Zaklinowana między małżeństwem z producentem płytowym Damonem Thomasem a obecnym mężem Kanye Westem, Kim Kardashian spędziła 72 długie dni w związku małżeńskim z byłym graczem NBA Krisem Humphriesem.
W szczerym (i nieco meandrującym) eseju dla Trybuna Graczy, 34-letni sportowiec naprawdę opowiedział o swoim życiu w oczach opinii publicznej, co oczywiście stało się sednem, gdy on i jedna z najbardziej rozpoznawalnych kobiet na świecie wzięła ślub latem 2011 roku.
Źródło: NBC/Getty Images
Humphries powiedział to najlepiej sam: „Poznałem dziewczynę, która akurat była naprawdę sławna, ożeniłem się i… Cholera”.
Rzeczywiście, cholera.
„Słuchaj, powinienem był wiedzieć, w co się pakuję”, napisał Humphries o partnerstwie z Kardashianem. „Zdecydowanie byłem naiwny, jeśli chodzi o to, jak bardzo zmieni się moje życie.

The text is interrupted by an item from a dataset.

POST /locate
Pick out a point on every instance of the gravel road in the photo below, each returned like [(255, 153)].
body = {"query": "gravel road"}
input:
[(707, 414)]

Ale jedyną rzeczą, która naprawdę mnie niepokoi, jest to, że ludzie mówią, że moje małżeństwo było fałszywe”.
Pomimo swojej zwięzłości Kris upiera się, że małżeństwo on i Kim było autentyczne.

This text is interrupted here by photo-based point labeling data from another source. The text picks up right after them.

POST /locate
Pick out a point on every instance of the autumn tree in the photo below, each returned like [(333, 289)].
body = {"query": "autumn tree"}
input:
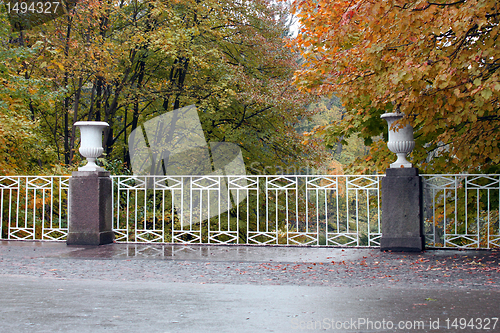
[(23, 148), (127, 62), (435, 61)]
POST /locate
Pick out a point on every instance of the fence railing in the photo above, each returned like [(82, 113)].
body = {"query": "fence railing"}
[(460, 211), (293, 210), (34, 207)]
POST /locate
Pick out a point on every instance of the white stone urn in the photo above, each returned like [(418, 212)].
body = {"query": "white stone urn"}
[(400, 139), (91, 143)]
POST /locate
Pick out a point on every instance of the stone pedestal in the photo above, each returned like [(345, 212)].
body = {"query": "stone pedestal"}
[(90, 208), (402, 219)]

„Zdecydowanie jest w tym świecie wiele rzeczy, które nie są do końca realne”, filozofował, „Ale nasz rzeczywisty związek był w 100% prawdziwy. Kiedy było jasne, że to nie działa… co mogę powiedzieć? To było do dupy. Nigdy nie jest łatwo przejść przez wstyd związany z czymś takim — z przyjaciółmi, z rodziną... Ale kiedy gra się tak publicznie, przed światem, to zupełnie inny poziom. To było brutalne”.
Presja tej nowej uwagi uderzyła szczególnie mocno, jeśli chodzi o karierę Humphriesa.

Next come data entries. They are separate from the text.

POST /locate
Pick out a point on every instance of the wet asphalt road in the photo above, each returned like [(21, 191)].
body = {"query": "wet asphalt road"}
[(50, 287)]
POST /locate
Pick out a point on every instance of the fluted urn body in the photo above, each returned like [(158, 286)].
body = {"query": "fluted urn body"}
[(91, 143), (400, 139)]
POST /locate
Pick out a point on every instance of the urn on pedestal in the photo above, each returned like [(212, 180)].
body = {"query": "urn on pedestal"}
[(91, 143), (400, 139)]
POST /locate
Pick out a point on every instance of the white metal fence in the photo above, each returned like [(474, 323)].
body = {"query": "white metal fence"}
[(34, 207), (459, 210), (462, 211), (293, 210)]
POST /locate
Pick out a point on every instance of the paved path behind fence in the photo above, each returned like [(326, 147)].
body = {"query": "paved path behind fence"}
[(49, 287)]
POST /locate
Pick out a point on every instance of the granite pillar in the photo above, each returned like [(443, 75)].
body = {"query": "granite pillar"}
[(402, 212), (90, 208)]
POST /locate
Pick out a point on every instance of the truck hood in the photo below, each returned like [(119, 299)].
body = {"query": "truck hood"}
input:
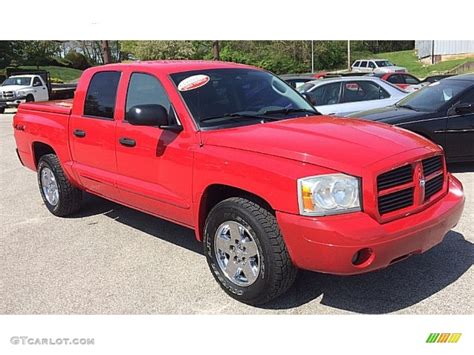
[(12, 88), (346, 145)]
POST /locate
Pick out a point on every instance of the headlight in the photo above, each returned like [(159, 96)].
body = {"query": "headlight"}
[(328, 194)]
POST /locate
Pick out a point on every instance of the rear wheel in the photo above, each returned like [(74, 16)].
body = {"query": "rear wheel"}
[(246, 252), (59, 195)]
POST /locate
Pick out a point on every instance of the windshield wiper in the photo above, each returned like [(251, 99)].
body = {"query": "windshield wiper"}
[(286, 111), (408, 107), (240, 115)]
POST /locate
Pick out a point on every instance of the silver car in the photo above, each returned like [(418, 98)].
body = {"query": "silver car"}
[(347, 95), (376, 66)]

„Pamiętam ten moment, kiedy byłem tak mocno wygwizdany w Philly i pomyślałem sobie:„ Ale dlaczego dokładnie mnie wygwizdują? Czy to tylko dlatego, że jestem tym facetem z telewizji? Czy myślą, że próbowałem być sławny? Czy to dlatego, że uważają, że lekceważyłem grę w koszykówkę?” – napisał.
„Ostatni mnie zabił, ponieważ wszystko, z czego kiedykolwiek chciałem być znany, to koszykówka”.
Nic dziwnego, że nowo odkryta sława Krisa wpłynęła nie tylko na jego karierę, ale także na jego zdrowie psychiczne.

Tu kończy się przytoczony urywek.